- Film poster
- Directed by: Ryô Kinoshita
- Screenplay by: Nobuo Yamada
- Based on: Faithful Elephants by Yukio Tsuchiya
- Produced by: Yoshimasa Onisi; Junichi Shinsaka;
- Starring: Tetsuya Takeda; Kurara Haruka; Midori Hagio; Toshiyuki Nagashima; Nobuyo Ōyama;
- Cinematography: Shōhei Andō
- Edited by: Yoshitami Kuroiwa
- Music by: Kentarō Haneda
- Production companies: Big West; Toho;
- Distributed by: Toho
- Release date: July 26, 1986 (Japan);
- Running time: 106 minutes
- Country: Japan
- Language: Japanese
- Box office: ¥400 million

= Baby Elephant Story: The Angel Who Descended to Earth =

Baby Elephant Story: The Angel Who Descended to Earth (子象物語 地上に降りた天使, Kouzou monogatari: Chijou ni orita tenshi) is a 1986 Japanese children's drama film directed by Ryô Kinoshita and written by Nobuo Yamada. The film was adapted from the 1951 short story Faithful Elephants by Yukio Tsuchiya.
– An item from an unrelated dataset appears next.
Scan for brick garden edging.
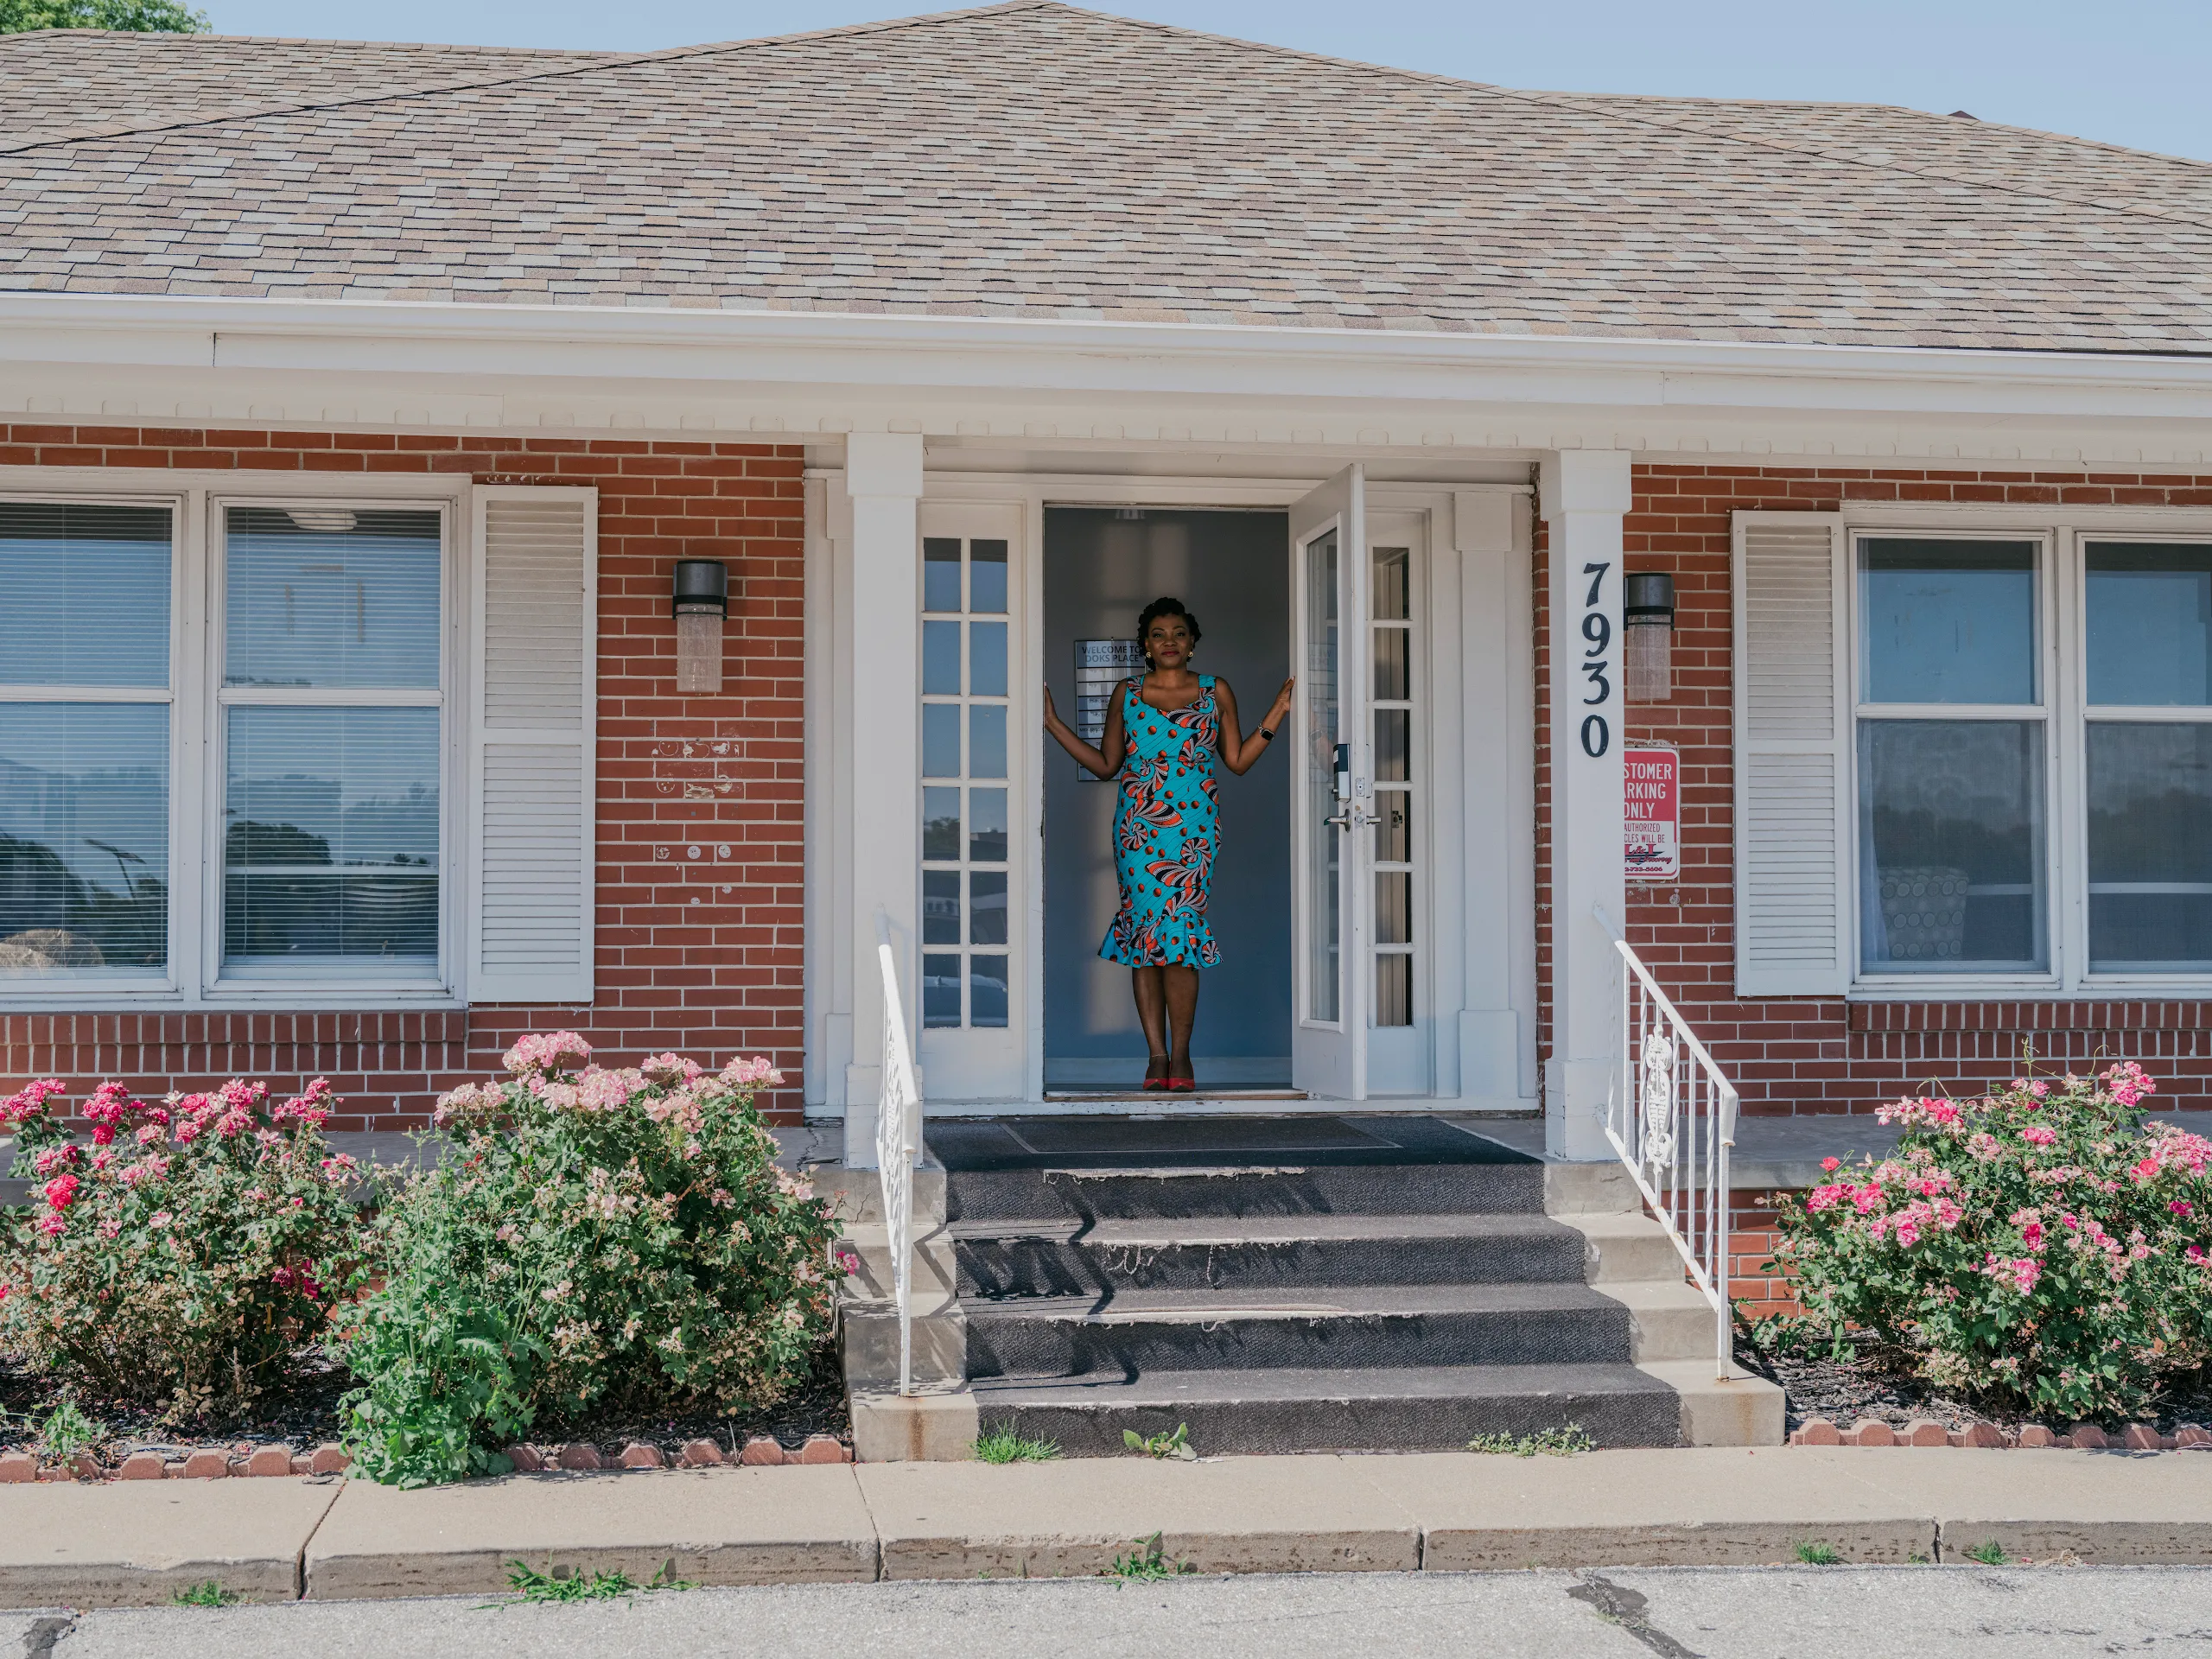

Baby Elephant Story stars Tetsuya Takeda in the lead role, as well as Kurara Haruka, Midori Hagio, Toshiyuki Nagashima and Nobuyo Ōyama. It was theatrically released on July 26, 1986, by Toho. The film was a box office success in Japan.

==Premise==
Tokyo Fujimi Zoo (based on the real-life Ueno Zoo) is home to two beloved Indian elephants. Sakura, the zoo's female elephant, gives birth to a daughter. Elephant caretaker Shota Tanabe (Tetsuya Takeda) names her Hanako. Shortly afterwards, Shota's wife Setsuko (Midori Hagio) gives birth to a son. As Hanako grows, she quickly becomes a favorite of the local schoolchildren, including Shota's son. But their happiness does not last, as the arrival of the Pacific War brings hardship and rationing in its wake. The situation reaches a breaking point when the military orders the euthanasia of animals in zoos across Japan, including Fujimi's prized elephants. Shota is devastated by this news. Determined to save what he can, Shota convinces Major Keiji Okamoto (Toshiyuki Nagashima), a former classmate, to commence an operation to secretly evacuate Hanako by train.

==Background==
The film was inspired by Yukio Tsuchiya's short story Faithful Elephants, originally published in 1951 and later republished in illustrated form in 1970 (first published in the English language in 1979 as Poor Elephants). Faithful Elephants was marketed as a true story, but contains multiple fictionalized elements. For instance, the book claims that the Japanese Army requested that every zoo in Japan poison their large or dangerous animals because they were worried that the animals would escape and harm the general public if bombs were detonated nearby. In truth, the recently installed governor of Tokyo, Shigeo Ōdachi, decided in August 1943 (a time when there was little threat of bombing in the country) to slaughter the animals and use their deaths as propaganda. His order was carried out in Ueno Zoo with unusual and unnecessary cruelty by acting zoo director Saburō Fukuda. There have been several critiques of the author's use of fictionalized story elements.

==Production==
Screenwriter Nobuo Yamada was notable for writing several films for director Koreyoshi Kurahara. Yoshitami Kuroiwa was a renowned editor who had worked on such films as The Sword of Doom and The Return of Godzilla, among many others. Cinematographer Shōhei Andō had earlier shot Enrai and Muddy River, and would later serve as co-cinematographer on Hiroshima for directors Koreyoshi Kurahara and Roger Spottiswoode.

The elephant transport scene was filmed with cooperation from the Oigawa Railway in Shizuoka Prefecture.

==Music==
The film's score was composed by Kentarō Haneda. It consists of 17 tracks. Its theme song is "Angel Who Descended to Earth" (地上に降りた天使, Chijō ni Orita Tenshi), performed by Mari Mizutani, one of the film's stars. The soundtrack was distributed on CD and vinyl formats by Victor Entertainment.

==Release==
Baby Elephant Story was theatrically released on July 26, 1986, by Toho. It grossed ¥400 million at the Japanese box office. The film was later released on VHS and LaserDisc.